Archive for June 10th, 2015

2 Kings 18

2 Kings 18 has a major shift in things in Judah as Hezekiah becomes king.  Unlike those before him, “he did what was right in the eyes of the Lord, according to all that David his father had done”.  We’ve heard those words before in prior kings of Judah, but Hezekiah was different as he went all the way in obeying God’s commandments.  No partial obedience here.  “He removed the high places and broke the pillars and cut down the Asherah”.  He cleaned up the nation and got rid of all the remains of the people that had been captured generations earlier.  All the previous kings had been mostly obedient but didn’t remove these things.  Hezekiah was full obedient to God.

So scripture describes him differently.  “He trusted in the Lord the God of Israel, so that there was none like him among all the kings of Judah after him, nor among those who were before him”.  He is in a class by himself.  And scripture goes on to describe exactly what he did:

  • “he held fast to the Lord
  • He did not depart from following him
  • kept the commandments

Bottom line is that Hezekiah was fully obedient.  And that returned huge dividends as “the Lord was with him; wherever he went out, he prospered”.
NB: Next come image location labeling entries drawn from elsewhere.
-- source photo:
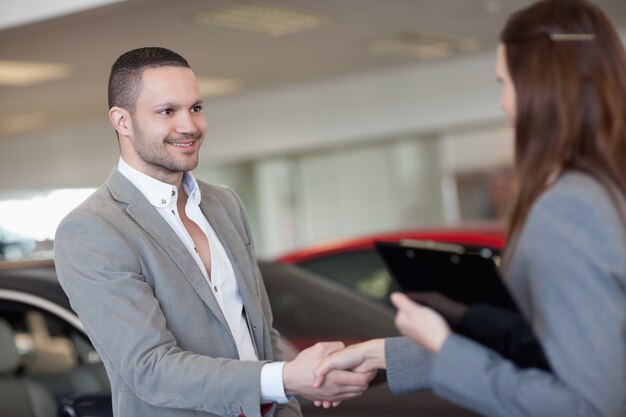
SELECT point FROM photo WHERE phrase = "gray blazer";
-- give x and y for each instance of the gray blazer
(150, 313)
(568, 275)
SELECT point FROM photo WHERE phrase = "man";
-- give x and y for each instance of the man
(162, 271)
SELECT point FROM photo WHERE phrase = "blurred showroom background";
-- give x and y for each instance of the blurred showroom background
(329, 117)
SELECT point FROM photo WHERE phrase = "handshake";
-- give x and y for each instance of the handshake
(329, 372)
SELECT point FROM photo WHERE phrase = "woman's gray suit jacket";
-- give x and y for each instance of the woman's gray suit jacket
(568, 276)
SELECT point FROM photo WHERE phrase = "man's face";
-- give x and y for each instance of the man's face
(168, 124)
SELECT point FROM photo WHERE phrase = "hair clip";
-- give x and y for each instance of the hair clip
(572, 37)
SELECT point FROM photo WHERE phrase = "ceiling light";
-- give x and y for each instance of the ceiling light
(22, 123)
(261, 18)
(216, 87)
(425, 46)
(25, 73)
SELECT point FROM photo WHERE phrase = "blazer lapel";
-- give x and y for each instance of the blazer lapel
(140, 209)
(237, 252)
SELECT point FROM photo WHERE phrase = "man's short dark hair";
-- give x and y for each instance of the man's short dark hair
(125, 78)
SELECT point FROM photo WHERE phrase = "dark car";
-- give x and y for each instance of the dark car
(58, 368)
(354, 262)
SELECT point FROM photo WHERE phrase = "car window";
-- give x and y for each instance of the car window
(54, 352)
(308, 308)
(361, 270)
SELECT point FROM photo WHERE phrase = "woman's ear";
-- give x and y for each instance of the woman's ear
(121, 121)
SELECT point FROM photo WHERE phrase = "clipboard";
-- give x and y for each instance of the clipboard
(465, 274)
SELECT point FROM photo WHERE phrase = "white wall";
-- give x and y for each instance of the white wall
(411, 99)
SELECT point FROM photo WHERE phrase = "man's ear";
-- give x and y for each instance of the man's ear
(121, 121)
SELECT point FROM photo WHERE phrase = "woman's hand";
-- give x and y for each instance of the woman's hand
(421, 324)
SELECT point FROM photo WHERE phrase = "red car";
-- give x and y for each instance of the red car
(354, 261)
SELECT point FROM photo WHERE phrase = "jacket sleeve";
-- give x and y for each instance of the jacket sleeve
(281, 410)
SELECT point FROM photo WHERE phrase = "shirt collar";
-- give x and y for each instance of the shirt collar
(159, 194)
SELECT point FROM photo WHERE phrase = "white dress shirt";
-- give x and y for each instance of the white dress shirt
(222, 279)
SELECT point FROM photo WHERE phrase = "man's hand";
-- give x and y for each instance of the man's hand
(339, 385)
(364, 357)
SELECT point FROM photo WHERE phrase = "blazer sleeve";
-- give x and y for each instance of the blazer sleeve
(126, 324)
(408, 366)
(282, 410)
(571, 253)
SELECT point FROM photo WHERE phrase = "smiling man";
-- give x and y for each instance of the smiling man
(161, 268)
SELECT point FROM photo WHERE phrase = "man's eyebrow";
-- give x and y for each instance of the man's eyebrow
(166, 105)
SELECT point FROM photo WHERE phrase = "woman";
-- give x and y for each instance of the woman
(563, 73)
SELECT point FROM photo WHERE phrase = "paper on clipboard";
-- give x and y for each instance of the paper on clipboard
(466, 274)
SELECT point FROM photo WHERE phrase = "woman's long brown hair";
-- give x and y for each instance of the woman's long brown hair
(568, 66)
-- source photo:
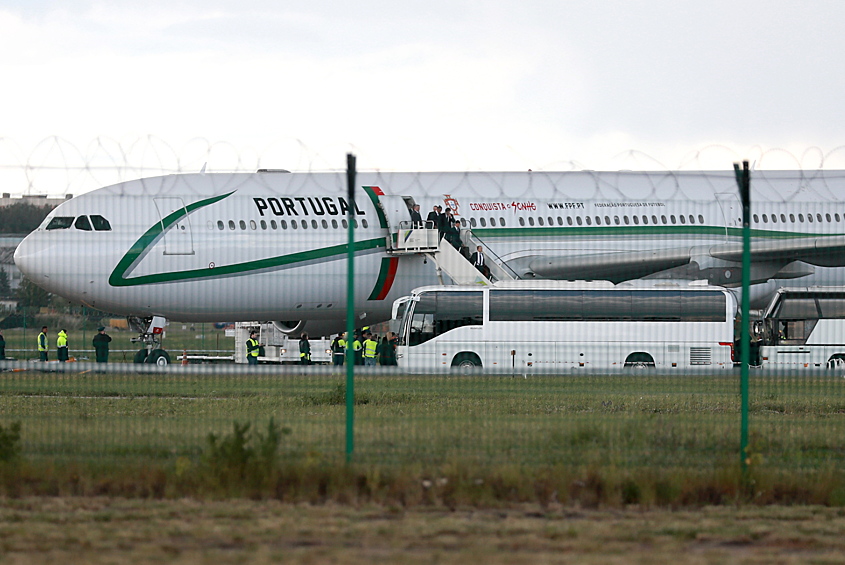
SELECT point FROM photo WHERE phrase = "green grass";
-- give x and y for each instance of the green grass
(628, 439)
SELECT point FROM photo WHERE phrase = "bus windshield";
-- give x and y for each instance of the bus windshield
(435, 313)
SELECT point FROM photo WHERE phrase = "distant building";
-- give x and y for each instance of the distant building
(34, 199)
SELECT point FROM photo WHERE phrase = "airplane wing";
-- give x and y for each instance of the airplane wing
(620, 266)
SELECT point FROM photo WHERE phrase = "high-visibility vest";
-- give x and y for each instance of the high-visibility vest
(370, 346)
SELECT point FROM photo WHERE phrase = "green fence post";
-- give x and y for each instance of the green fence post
(743, 179)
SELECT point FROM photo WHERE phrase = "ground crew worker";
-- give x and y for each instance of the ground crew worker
(338, 349)
(42, 343)
(101, 345)
(357, 351)
(252, 348)
(61, 345)
(304, 349)
(370, 347)
(387, 351)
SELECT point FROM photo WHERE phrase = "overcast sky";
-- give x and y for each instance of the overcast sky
(425, 85)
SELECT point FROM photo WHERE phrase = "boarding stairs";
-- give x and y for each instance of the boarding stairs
(410, 240)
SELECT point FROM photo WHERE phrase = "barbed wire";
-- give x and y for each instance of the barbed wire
(57, 167)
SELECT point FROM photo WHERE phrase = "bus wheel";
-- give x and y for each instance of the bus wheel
(466, 361)
(836, 362)
(158, 357)
(639, 361)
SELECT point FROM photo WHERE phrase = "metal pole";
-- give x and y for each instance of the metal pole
(743, 179)
(350, 308)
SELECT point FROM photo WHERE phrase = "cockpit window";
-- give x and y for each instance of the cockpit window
(60, 223)
(82, 223)
(100, 223)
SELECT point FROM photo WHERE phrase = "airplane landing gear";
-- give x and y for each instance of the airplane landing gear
(150, 331)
Is there a connection between obedience and prosperity? Certainly obedience brings the blessing of God.  It doesn’t mean life will always be prosperous or easy.  In fact, for Hezekiah, he was being harassed by the Assyrians.  This comes after “the king of Assyria carried the Israelites away….because they did not obey the voice of the Lord their God but transgressed his covenant….they neither listened nor obeyed”.  The Israelites did not have a Godly king, and the people didn’t walk obedience and the consequences were severe.

So now Hezekiah is faced with threats from the Assyrians that they will do the same to his kingdom.  They come and ask “On what do you rest this trust of yours? 20 Do you think that mere words are strategy and power for war? In whom do you now trust, that you have rebelled against me”?  Hezekiah wasn’t really willing to give in more than to pay a fee to the king to leave them alone.  So they try the intimidation approach and tell the people of Judah “do not let Hezekiah deceive you, for he will not be able to deliver you out of my hand….Do not let Hezekiah make you trust in the Lord by saying, The Lord will surely deliver us….Do not listen to Hezekiah”.  Talk about undermining the attitudes and hopes of a nation.  But Hezekiah hears the report from his leaders and they go to the Lord.